You’d think that any measure that would help to get people out spending would be all to the good, wouldn’t you? Well, not so. The government’s latest genius idea for rebooting the retail sector is to abandon Sunday trading laws for a year, at least in the case of the larger supermarkets. Those laws at present mean that Brits cannot actually spend the entire day of rest shopping; just six hours of it. Rishi Sunak and Dominic Cummings are both said to be all for the idea, which, I suppose, makes it a shoo-in.
Personally I think it’s an abominable idea. For starters, the likelihood that at the end of the year, Britain will revert to the status quo ante is precisely nil. It’s far more likely that the laxity will extend to the entire retail sector. Me, I’m all in favour of some kind of day of rest, some break from the frenetic round of bloody shopping that characterises national life outside the pandemic. Already, Sunday is the second busiest trading day of the week; is the ambition to make it the actual busiest? Retail workers have rights too, one of them being to have one day on which they don’t have to start early and on which they can start slightly later and finish slightly earlier, a little more time with their families on a day when the children are home.

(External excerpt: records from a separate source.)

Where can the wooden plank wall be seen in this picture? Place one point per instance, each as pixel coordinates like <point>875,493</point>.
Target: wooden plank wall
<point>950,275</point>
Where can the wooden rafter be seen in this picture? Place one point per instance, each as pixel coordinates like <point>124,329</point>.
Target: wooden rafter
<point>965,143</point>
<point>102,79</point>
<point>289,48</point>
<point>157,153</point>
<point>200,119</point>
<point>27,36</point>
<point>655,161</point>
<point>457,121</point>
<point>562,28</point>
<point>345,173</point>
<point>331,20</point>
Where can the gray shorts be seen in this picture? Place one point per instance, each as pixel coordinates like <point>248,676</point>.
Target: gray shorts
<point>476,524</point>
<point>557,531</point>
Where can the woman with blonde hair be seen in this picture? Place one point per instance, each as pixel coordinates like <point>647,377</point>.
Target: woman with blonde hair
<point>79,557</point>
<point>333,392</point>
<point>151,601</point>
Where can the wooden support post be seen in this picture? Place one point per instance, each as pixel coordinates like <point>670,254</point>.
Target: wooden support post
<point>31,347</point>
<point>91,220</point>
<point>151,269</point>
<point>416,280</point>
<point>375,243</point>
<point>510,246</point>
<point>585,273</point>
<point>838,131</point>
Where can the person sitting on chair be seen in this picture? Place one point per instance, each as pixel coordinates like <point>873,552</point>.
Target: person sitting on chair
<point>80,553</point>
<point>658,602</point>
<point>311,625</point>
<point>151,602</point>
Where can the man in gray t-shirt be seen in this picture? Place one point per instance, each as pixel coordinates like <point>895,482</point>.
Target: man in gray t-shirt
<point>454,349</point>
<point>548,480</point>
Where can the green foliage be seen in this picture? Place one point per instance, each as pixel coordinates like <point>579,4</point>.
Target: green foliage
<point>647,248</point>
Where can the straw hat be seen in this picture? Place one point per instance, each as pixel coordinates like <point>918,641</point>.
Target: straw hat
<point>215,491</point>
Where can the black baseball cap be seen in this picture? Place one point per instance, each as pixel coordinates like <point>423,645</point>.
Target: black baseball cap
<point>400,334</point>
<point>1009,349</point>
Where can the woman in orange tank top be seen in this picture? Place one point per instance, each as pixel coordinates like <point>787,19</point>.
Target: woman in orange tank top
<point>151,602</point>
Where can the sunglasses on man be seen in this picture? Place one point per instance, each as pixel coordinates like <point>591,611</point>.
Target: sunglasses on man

And don’t tell me that it’s up to the workers whether to work on a Sunday or not. For a couple of years after the old restrictions on Sunday trading were abandoned by a Tory government, I went out of my way to ask shop assistants what chance they had of asking not to work Sundays, on account of it being a day of rest. The answer invariably was a cackle of laughter, and not a nice laugh either. In a competitive environment you have to rely on the laws for protection from your employer setting your hours at their convenience, not yours. The notional protections in the legislation for employees who wanted to opt out of working on a Sunday was in practice zero. It was one of the issues that brought home to me the very real gap between political promises and lived reality.
Sir Keir Starmer has made clear that Labour doesn’t see the case for change and he’s right. And Conservatives who actually respect stuff like traditional values, churchgoing and family life – you know, the kind of thing they’re meant to believe – should back him. Tory rebels saw off the last bid to undermine the Sunday trading laws; they can do it again.